Meteor Crater: Training Apollo's first lunar scientists
Eugene Shoemaker and other geologists played a key role in the Apollo program, teaching astronauts to read the lunar surface using the rock playgrounds of Northern Arizona.

Geologist Gene Shoemaker dreamed of going to the Moon well before the space race popularized the idea in the early 1960s. He coined the term astrogeology while studying the Moon from afar, in preparation for someday visiting. By the time his dream started feeling like reality, a surprise medical diagnosis disqualified him from astronaut service in 1963. Shoemaker would still go on to become one of the most influential scientists in the space program, and to create the USGS Branch of Astrogeology. Here, Shoemaker demonstrates an early space suit prototype in April 1964 at the Marshall Spaceflight Center in Huntsville, Alabama. He poses, of course, as if he were sampling rocks.
Eugene Shoemaker and his team also led geology field trips for astronauts-in-training in 1967. The goal was to teach them to recognize the features of craters made by both volcanic eruptions and meteor impacts. At that time, there was still debate between scientists about how the Moon got its craters. But Shoemaker was the expert — in fact, the origins of what’s now known as Meteor Crater in Arizona had been uncertain before his Ph.D. dissertation settled the matter.
During the 1969 Apollo 11 moon landing, Shoemaker and others from Flagstaff were there in the Science Support Room in the Houston Mission Control Center. In the weeks following the first moonwalk, their studies of lunar rock samples collected by Armstrong and Aldrin resulted in what would be the first of many breakthroughs in astrogeology — the geology of planetary bodies beyond earth.
As the Branch of Astrogeology gained momentum in 1963, its staff moved the headquarters from Menlo Park, California, to Flagstaff, Arizona. The town had an established observatory and was near what many scientists considered Moon-like geological features, such as areas shaped by cratering and volcanism. This allowed the geologists working on Apollo — the Manned Lunar Exploration team — to use the nearby craters and rocky landscapes to test methods and equipment in the years leading up to the spaceflights. The first space suit field test took place in June 1964, using an early Gemini suit borrowed from NASA. Here, support staff prepare to send an unidentified suited test subject (thought to be Shoemaker, Phillippi, or Harbour) onto the Moon-like terrain at the Bonito Lava Flow in Sunset Crater National Monument, not too far from Meteor Crater.

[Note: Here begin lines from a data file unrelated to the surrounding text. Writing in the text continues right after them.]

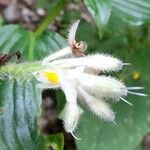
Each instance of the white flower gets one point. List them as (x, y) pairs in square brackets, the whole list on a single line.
[(70, 75)]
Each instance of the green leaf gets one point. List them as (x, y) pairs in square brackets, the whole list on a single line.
[(20, 102), (135, 12), (100, 11)]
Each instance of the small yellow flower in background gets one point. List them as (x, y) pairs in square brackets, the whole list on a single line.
[(72, 77)]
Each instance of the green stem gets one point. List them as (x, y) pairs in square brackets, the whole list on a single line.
[(51, 15), (31, 46)]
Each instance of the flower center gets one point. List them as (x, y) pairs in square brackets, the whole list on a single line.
[(52, 77)]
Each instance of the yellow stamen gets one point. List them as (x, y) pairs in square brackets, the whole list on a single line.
[(52, 77)]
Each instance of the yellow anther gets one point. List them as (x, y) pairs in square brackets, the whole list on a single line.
[(52, 77), (136, 75)]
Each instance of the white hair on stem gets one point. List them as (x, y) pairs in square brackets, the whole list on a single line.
[(67, 50), (101, 62), (72, 77)]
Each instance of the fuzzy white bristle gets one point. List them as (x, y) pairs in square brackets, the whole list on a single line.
[(59, 54), (71, 116), (101, 62), (97, 106), (102, 86), (72, 32)]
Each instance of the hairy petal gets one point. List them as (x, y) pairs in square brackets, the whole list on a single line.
[(69, 91), (59, 54), (97, 106), (72, 32), (101, 62), (71, 116), (102, 86)]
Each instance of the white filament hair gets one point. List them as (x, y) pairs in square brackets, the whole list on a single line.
[(102, 86), (101, 62), (71, 116), (59, 54), (69, 91), (97, 106), (72, 32)]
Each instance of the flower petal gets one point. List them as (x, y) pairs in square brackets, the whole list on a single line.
[(101, 62), (71, 116), (59, 54), (72, 32), (102, 86), (97, 106)]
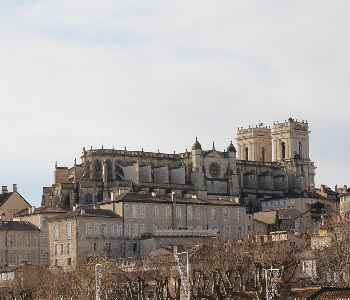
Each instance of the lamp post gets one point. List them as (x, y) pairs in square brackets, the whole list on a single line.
[(98, 275), (271, 277)]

Here, USGS’s Gordon Swann is working with a prototype of the Apollo Lunar Staff and tool carrier in 1965. Around this same time, the USGS team figured out a way to actually be able to communicate, in real time, with the astronauts on the Moon. But when they pitched their idea for a Command Data Reception and Analysis facility to NASA, their aeronautical colleagues didn’t take kindly to the idea that a bunch of geologists would be “commanding” anything. In the end, the scientists were able to explain their goal was to be available to assist the astronauts during their lunar expeditions, and NASA agreed. The Flagstaff communications room was renamed the Apollo Data Facility.
Joe O’Connor tests out a TV camera on another “Lunar Staff” prototype. On the right is Kenna Edmonds, the USGS Astrogeology team’s time-and-motion specialist. Edmond’s role highlights another aspect of the mission the USGS team had to plan out precisely — how long it would take an astronaut to get around an area and complete certain tasks.
By 1965, the Gemini suit had given way to a prototype Apollo suit that was much easier to maneuver in. The team continued to rehearse its plans for the upcoming Moon mission in loaner suits from NASA, allowing them to specially design and build equipment that astronauts could use on the Moon. Here, USGS scientist Joe O’Connor dons a cowboy hat and space suit during an Apollo Extension Test sometime between September 20 and October 1, 1965, at a site — a dike within the Hopi Buttes Volcanic Field in the territory of the Navajo Nation — that scientists referred to as Apollo Mesa.